To help CIOs realize the scope of their challenge in managing machine identities, I like to ask them three questions:
- How many machine identities do you have in your organisation?
- Are you 100% sure they are all compliant to policy, have the right business owners and are not copied to unknown locations?
- Do you know where they are all located and who’s using them?
The answers to these questions are quite telling. Most CIOs do not realize the extent of their exposure and what a Herculean task they are faced with in managing the mayhem of the challenge once they understand the full scope.
Usually, CIOs are only aware of a subset of their full certificate inventory. They defer to statistics on how many certificates they have paid for. And more savvy CIOs will also include the number of certificates that have been issued by their internal Microsoft Certificate Authority (CA). But they are almost always unaware of certificates that may have been issued by unauthorized CAs in siloed business units. Many have a low to medium confidence about whether their certificates comply to policies and best practices. And most have no confidence in where all their certificates reside.

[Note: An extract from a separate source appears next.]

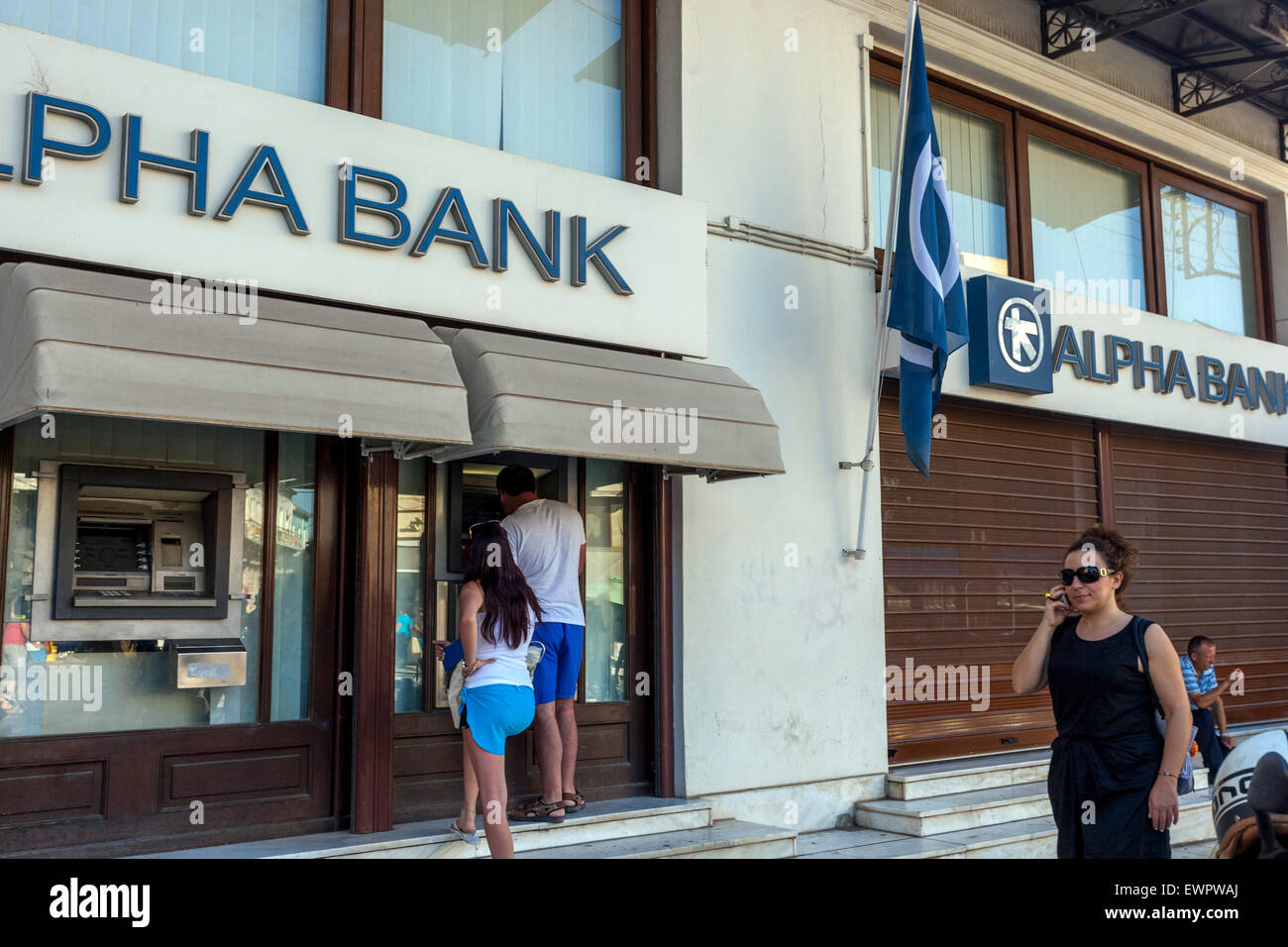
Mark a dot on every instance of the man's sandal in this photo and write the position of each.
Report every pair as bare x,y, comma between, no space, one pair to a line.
536,810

If CIOs are confident they have accurate information about their machine identities, I ask them if they have had any outages, near misses or certificate expirations in past 12 months. That’s when the cloud usually forms over their faces. In fact, to date, only once has anyone ever answered no.

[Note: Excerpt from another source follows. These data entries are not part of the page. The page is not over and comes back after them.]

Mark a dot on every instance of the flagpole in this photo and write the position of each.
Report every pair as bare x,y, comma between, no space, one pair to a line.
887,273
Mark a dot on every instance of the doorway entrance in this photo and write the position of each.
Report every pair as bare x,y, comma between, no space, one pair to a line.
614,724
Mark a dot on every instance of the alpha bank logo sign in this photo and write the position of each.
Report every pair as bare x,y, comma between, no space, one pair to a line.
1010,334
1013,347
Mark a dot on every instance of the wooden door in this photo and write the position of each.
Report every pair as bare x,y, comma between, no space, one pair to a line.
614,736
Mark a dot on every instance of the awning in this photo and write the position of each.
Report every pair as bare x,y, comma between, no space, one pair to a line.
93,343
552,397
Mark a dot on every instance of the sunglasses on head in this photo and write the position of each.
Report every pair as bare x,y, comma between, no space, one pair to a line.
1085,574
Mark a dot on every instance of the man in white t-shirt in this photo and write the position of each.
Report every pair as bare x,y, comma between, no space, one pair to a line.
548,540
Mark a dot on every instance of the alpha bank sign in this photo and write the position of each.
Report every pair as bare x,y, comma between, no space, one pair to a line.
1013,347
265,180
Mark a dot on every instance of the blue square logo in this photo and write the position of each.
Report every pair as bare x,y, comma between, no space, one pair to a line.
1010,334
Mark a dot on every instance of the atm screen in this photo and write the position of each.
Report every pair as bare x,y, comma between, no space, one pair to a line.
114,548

At this point, I like to take CIOs on a journey through their environment and help them start to think about how many machine identities they really have. They already know about the usual suspects like VPN, SFTP, BYOD, servers and network devices, even if they are not confident about exactly how many they have. But most do not realize that these machine identities are just the tip of the iceberg.
When I introduce the concept of identifiers for Cloud, DevOps environments including identities for containers and microservices, algorithms and code signing CIOs eyes often widen a bit. Then I ask them about industry-specific devices such as point of sale (POS) terminals, and other direct income streams such as auto billing systems. That’s when they really start paying attention.
I explain that every single one of these identities, has (or should have) a certificate attached as an identifier, or what we call machine identities.
CIOs rarely consider all the “hidden” yet very dangerous identities that may have privileged or even unlimited access to other intelligent machine identities that are encrypted in the dark. I remind them that their intelligent domestic devices such as refrigerators, and vending machines are active, along with printers and seemingly innocuous devices that employees bring in like Alexa or sound systems. All of these machines are busy working away in the background, performing tasks even whilst the humans are not working. Using quiet periods on the environment these machines perform routine and scheduled tasks.
This is the point where CIOs begin to realize that they will need help in managing this very large number of non-human identities that have intelligence and access. As qualified and dedicated as they are, their PKI teams simply cannot (and do not) have the ability or capacity to manually control this environment, or even manage a number of subordinate systems creating air gaps.
A global platform for machine identity management will give CIOs the intelligence they need to tame their machine identities and safeguard machine-to-machine communications.
How much intelligence do you have about your machine identities?